God needs no instruments to act; it suffices that He wills(1) in order that a thing be, because it is a contradiction that He should will and that what He wills should not happen. Therefore, His power is His will, and to communicate His power is to communicate the efficacy of His will. But to communicate this efficacy to a man or an angel signifies nothing other than to will that when a man or an angel shall will this or that body to be moved it will actually be moved. Now in this case, I see two wills concurring when an angel moves a body; that of God and that of the angel; and in order to know which of the two is the true cause of the movement of this body, it is necessary to know which one is efficacious. There is a necessary connection between the will of God and the thing He wills. God wills in this case that, when an angel wills this or that body be moved it will be moved. Therefore, there is a necessary connection between the will of God and the movement of the body; and consequently it is God who is the true cause of its movement, whereas the will of the angel is only the occasional cause.

But to show this still more clearly, let us suppose that God wills to produce the opposite of what some minds will, as might be thought in the case of demons or some other minds that deserve this punishment. One could not say in this case that God would communicate His power to them, since they could do nothing they willed to do, Nevertheless, the wills of these minds would be the natural causes of the effects produced. Such bodies would be moved to the right only because these minds willed them moved to the left; and the volitions of these minds would determine the will of God to act, as our willing to move the parts of our bodies determines the first cause to move them. Thus, all the volitions of minds are only occasional causes.



There is therefore only one single true God and one single cause that is truly a cause, and one should not imagine that what precedes an effect is its true cause. God cannot even communicate His power to creatures, if we follow the lights of reason; He cannot make true causes of them, He cannot make them gods. But even if He could, we cannot conceive why He would. Bodies, minds, pure intelligences, all these can do nothing. It is He who made minds, who enlightens and activates them. It is He who created the sky and the earth, and who regulates their motions. In short, it is the Author of our being who executes our wills: semel jussit, semper paret. He moves our arms even when we use them against His orders; for He complains through His prophet that we make Him serve our unjust and criminal desires.
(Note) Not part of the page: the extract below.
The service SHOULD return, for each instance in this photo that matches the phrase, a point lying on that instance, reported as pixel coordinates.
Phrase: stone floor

If religion teaches us that there is only one true God, this philosophy shows us that there is only one true cause. If religion teaches us that all the divinities of paganism are merely stones and metals without life or motion, this philosophy also reveals to us that all secondary causes, or all the divinities of philosophy, are merely matter and inefficacious wills. Finally, if religion teaches us that we must not genuflect before false gods, this philosophy also teaches us that our imaginations and minds must not bow before the imaginary greatness and power of causes that are not causes at all; that we must neither love nor fear them; that we must not be concerned with them; that we must think only of God alone, see God in all things, fear and love God in all things.

NOTES

1. It is clear that I am speaking here about practical volitions, or those God has when He wills to act.